Datenerfassung durch wen ?

  • Hallo Forum,

    der gesamte DRG-Bereich wird in diesem Klinikum seit 5 Jahren durch Kodierer abgedeckt. Das primäre Ausfüllen der BQS-Dokumentation jedoch durch Ärzte - wobei für die Nachbearbeitung, Fragen, Hilfe, Telefonseelsorge eine MA aus dem Medizincontrolling/Qualitätsmanagement zur Verfügung steht ?

    Gibt es Erfahrungen mit der Delegation der BQS-Aufgaben an Nicht-Ärzte ?

    Grüße von der Ostsee.

    Dr. med. Christoph Bobrowski, M.Sc.

  • Hallo Herr Dr. Bobrowski,

    Erfahrungen gibt es bislang lediglich mit dem Dekubitus-Modul, das komplett in die Hände der Pflege fällt.
    Es wird aber in die Richtung, die Sie andeuten, seit mehreren Monaten gedacht.

    Viele Grüße
    Atax

  • Hallo Herr Dr.

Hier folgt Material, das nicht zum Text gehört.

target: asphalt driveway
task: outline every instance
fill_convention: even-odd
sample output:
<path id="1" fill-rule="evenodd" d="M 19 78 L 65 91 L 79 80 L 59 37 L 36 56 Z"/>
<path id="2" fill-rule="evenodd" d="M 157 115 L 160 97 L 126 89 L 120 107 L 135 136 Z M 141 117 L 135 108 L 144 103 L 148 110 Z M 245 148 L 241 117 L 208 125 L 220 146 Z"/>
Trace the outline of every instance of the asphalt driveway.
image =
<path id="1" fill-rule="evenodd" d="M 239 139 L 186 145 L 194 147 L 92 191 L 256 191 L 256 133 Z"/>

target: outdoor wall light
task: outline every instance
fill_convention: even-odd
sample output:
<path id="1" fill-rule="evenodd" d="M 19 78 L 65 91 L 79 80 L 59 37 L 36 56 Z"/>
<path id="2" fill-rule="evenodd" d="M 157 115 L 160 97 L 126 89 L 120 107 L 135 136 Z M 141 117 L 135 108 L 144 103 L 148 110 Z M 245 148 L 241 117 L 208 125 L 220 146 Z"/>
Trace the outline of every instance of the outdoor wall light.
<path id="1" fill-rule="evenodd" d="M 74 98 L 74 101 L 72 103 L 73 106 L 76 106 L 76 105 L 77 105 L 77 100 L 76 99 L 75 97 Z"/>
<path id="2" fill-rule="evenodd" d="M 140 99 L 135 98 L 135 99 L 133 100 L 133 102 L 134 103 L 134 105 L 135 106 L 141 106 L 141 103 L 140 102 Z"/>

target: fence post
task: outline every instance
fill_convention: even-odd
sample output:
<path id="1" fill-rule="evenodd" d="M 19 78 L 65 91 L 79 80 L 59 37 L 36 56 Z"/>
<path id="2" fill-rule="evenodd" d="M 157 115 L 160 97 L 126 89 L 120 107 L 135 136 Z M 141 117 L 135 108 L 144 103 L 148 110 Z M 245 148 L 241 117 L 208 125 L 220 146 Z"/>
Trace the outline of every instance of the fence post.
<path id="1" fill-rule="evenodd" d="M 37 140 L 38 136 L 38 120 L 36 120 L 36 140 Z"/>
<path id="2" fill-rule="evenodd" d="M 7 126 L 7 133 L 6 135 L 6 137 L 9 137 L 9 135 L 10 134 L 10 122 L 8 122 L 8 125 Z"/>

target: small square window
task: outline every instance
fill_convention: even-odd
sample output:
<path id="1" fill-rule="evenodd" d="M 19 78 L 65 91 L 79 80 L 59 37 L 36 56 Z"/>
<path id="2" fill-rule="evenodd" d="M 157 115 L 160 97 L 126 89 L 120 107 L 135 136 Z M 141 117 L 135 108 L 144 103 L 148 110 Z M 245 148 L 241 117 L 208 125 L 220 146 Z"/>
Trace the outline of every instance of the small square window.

Bobrowski,

    auch wenn ich diesen Part bisher nicht an \"Coder\" übertragen habe, könnte ich es mir diese Delegation sehr gut vorstellen, sofern

    a) die Akte als Grundlage für die DRG-Abrechnung den \"Codern\" vorliegt,
    b) vorab klar mit den \"Codern\" besprochen wurde, wo sie welche Inhalte aus der Ärztlichen Dokumentation entnehmen können,
    c) die endgültige Freigabe sowie Ergänzung der noch fehlenden Informationen durch einen \"BQS-verantwortlichen Arzt\" der jeweiligen Fachabteilung erfolgt.

    Ein erster Schritt könnte auch schon das optische Kennzeichnen (z.B. Stempel) der in Frage kommenden Fälle durch die \"Coder\" sein, so dass im täglichen Betrieb die Ärzte sehr schnell erkennen können, welche Akten sie für die BQS auswerten müssen, ich meine natürlich dürfen.

    Schöne Grüße
    Markus Stein

    Markus Stein [Dipl.-Dok. (FH)]

    RZV GmbH
    Strategisches Produktmanagement Krankenhaus

  • Hallo zusammen,

    als MDA habe ich seit Anfang der externen QS im Jahr 1996 die Administration, Information, Organisation und Dateneingabe selbst in die Hand genommen. Im Laufe der Jahre hat sich dann manches gewandelt. Heute kann ich bei manchen QS-Bögen relativ leicht aus der teilweise realisierten elektronischen Patientenakte vieles heraus holen und in den Bogen einlesen. Einige Dinge sind auch stets als Standard definiert gewesen. Andere gehen nicht so leicht bis gar nicht für Nicht-Mediziner. Es sollte also auf jeden Fall wie von Herrn Stein vorgeschlagen ein klarer Arbeitsablauf festgelegt werden, am besten für jedes Modul separat, und dies eindeutig dokumentiert werden, damit jede Berufsgruppe weiß, was sie zu tun hat.

    [size=12]Freundlichen Gruß vom Schorndorfer MDA.